I always think that there are 2 questions to answer in cases like this:
1. Are the search engines seeing duplicate content?
2. Could the search engines see duplicate content?
The tools are useful for quickly highlighting potential problems, but you really want to roll your sleeves up and look for yourself. I'll use teh Pneumatic Grippers page as an example:
The title of that page is :"Pneumatic, Grippers, Rotary Actuators, Linear Actuator, Robotics", so I'll do a search for:
intitle:"Pneumatic, Grippers, Rotary Actuators, Linear Actuator, Robotics"
That will bring up everything in google with that page title, just the one result - Good! With regards to that page at least it seems google is only indexing one URL.

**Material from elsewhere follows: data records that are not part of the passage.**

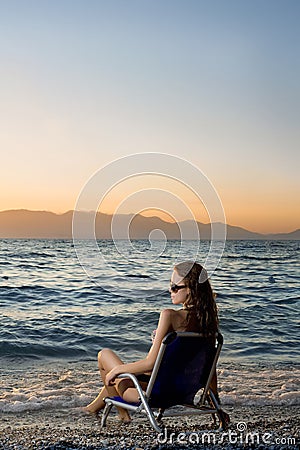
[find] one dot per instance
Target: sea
(59, 309)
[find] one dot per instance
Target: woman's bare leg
(107, 360)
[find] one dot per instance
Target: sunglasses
(175, 287)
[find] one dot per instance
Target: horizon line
(139, 214)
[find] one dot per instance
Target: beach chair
(184, 367)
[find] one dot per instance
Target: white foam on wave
(76, 384)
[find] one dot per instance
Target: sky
(217, 83)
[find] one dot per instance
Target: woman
(190, 288)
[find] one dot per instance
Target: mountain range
(26, 224)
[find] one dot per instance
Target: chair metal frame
(208, 403)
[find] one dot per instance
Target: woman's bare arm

The URL that google has indexed is http://www.agi-automation.com/Pneumatic-grippers.htm - as you say, changing that case doesn't affect what page loads, so if an odd case (say http://www.agi-automation.com/PneuMAtic-grippers.htm ) could cause a problem.

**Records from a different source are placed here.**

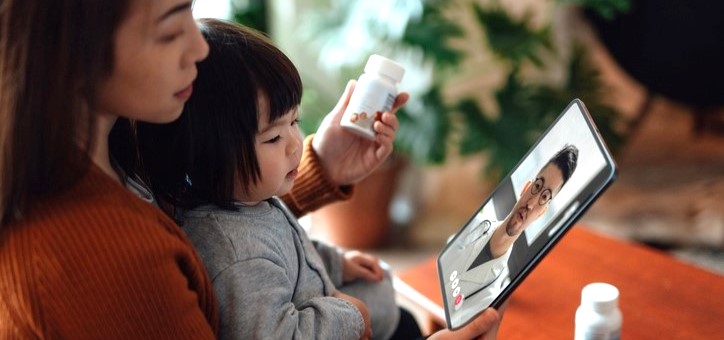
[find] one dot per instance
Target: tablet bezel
(584, 199)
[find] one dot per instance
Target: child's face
(278, 152)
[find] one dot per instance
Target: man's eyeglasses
(537, 188)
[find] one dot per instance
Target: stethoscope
(480, 230)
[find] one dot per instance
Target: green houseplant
(441, 50)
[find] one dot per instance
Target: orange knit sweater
(97, 262)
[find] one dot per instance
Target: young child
(222, 165)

What you need to prevent that is a rel=canonical in the source (I checked, you don't). That tells the search engine what the correct address is. Just ensure you have something like the following in your head section
http://www.agi-automation.com/Pneumatic-grippers.htm" />
There is another way to do it, redirecting the "wrong" version of URLs, but rel=canonical looks like the right choice for your site.
What I would say though, is this: If the search engines aren't picking up duplicate copies don't panic too much over this. It would be good to have it, but it is only a big issue if duplicate pages are actually being indexed. If not it is good insurance.